# My first S&W



## SIGCrazie (May 9, 2007)

I just inherited my fathers' S&W .357 revolver. This is my first revolver and what a beauty. I think it is the mid length barrel, chrome or nickel finish, and it shoots like a beaut. It has nicks on the cylinder...if I wanted to refinish the gun, should I do the whole thing or just the cylinder? If I change the finish to a high gloss blued or black finish, how much am I looking at? This gun fires
.38's and .357 Magnum ammo. Is this normal for revolvers? I'm a Semi-auto fan and collector, any advice on revolvers will help, thanks. I think I like revolvers...uh oh!:smt023


----------



## Sigma_6 (Jun 27, 2007)

As far as I know all .357 can shoot .38's just not the other way around. As for restoring the gun if ya want a shooter just fix the cylinder if it bothers ya but if ya wanna keep it as an heirloom I would say go all out and have it fully redone. As for changing the finish to blue or black I'm not sure on that one, and any how the shiny ones display so much better. just my 2 cents


----------



## rfawcs (Feb 11, 2006)

Sigma_6 said:


> As far as I know all .357 can shoot .38's just not the other way around. As for restoring the gun if ya want a shooter just fix the cylinder if it bothers ya but if ya wanna keep it as an heirloom I would say go all out and have it fully redone. As for changing the finish to blue or black I'm not sure on that one, and any how the shiny ones display so much better. just my 2 cents


Sigma_6 is correct. You can shoot .38 Special cartridges in a .357 Magnum revolver, but not the other way around; the higher pressure .357 cartridge was made longer so it wouldn't fit in a caliber .38 Special revolver. The bullets are the same diameter.

Open the cylinder and look at the inside bottom of the front frame section. The model number and serial number should be stamped there. Once you know that, you can do a little research and get an approximate value for the pistol. You measure the barrel length from the forcing cone to the muzzle.

Without seeing a photo, the marks you're talking about probably are normal.

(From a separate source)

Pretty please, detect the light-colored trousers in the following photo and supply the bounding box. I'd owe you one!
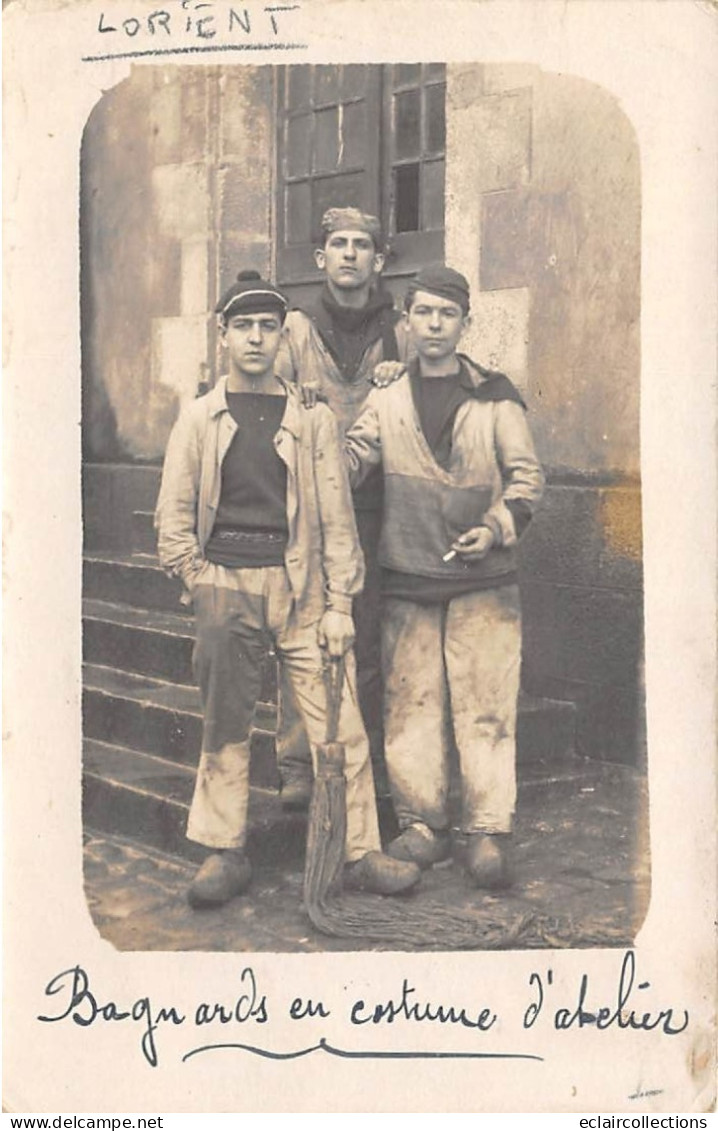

Rotation of the cylinder leaves a ring from the indexing whatcha-ma-call-it; ditto on the cylinder stop doo-hingys.

If it's a blued revolver, you could refinish it if you wanted to. If it's nickel, the cost to refinish it will probably be prohibitive. In either case, since it was in your family, I would leave it alone. The marks and nicks all tell a story. If you refinish it, it will always be worth less to a collector than if you left it alone.

My opinion is wheelguns are almost always better looking than semi-auto pistols. Good luck with your new pistol!


----------



## SIGCrazie (May 9, 2007)

Thanks guys, I appriciate all the advice. If it ain't broke, don't fix it. I'll leave it alone, Thanks.:mrgreen:


----------



## Revolver (Aug 26, 2006)

SIGCrazie said:


> Thanks guys, I appriciate all the advice. If it ain't broke, don't fix it. I'll leave it alone, Thanks.:mrgreen:


Good choice. If corrosion is beginning to be a problem I could see refinishing but nicks just give it character. I'm sure there's a story there. Could you tell us what model it is and the barrel length(measured from forcing cone to muzzle).


----------



## Baldy (Jun 21, 2006)

How about a picture of it too? It is proabaly nickel finished. Good luck with it and enjoy it.


----------



## TxPhantom (May 6, 2006)

The full sized S & W 357 magnum revolver is probably one of the most fun to shoot gun ever made. I have a 686PP, 6" barrel (no lock) that is a pure joy to shoot. My wife liked it so well she bought herself a S & W TRR8 performance Center gun. That is a really nice shooting revolver.
You will love your S & W revolver and have many good times on the gun range with it. I agree with one of the other posters, keep it as is because those scratches give it character and each has a history put there by your father.:smt023


----------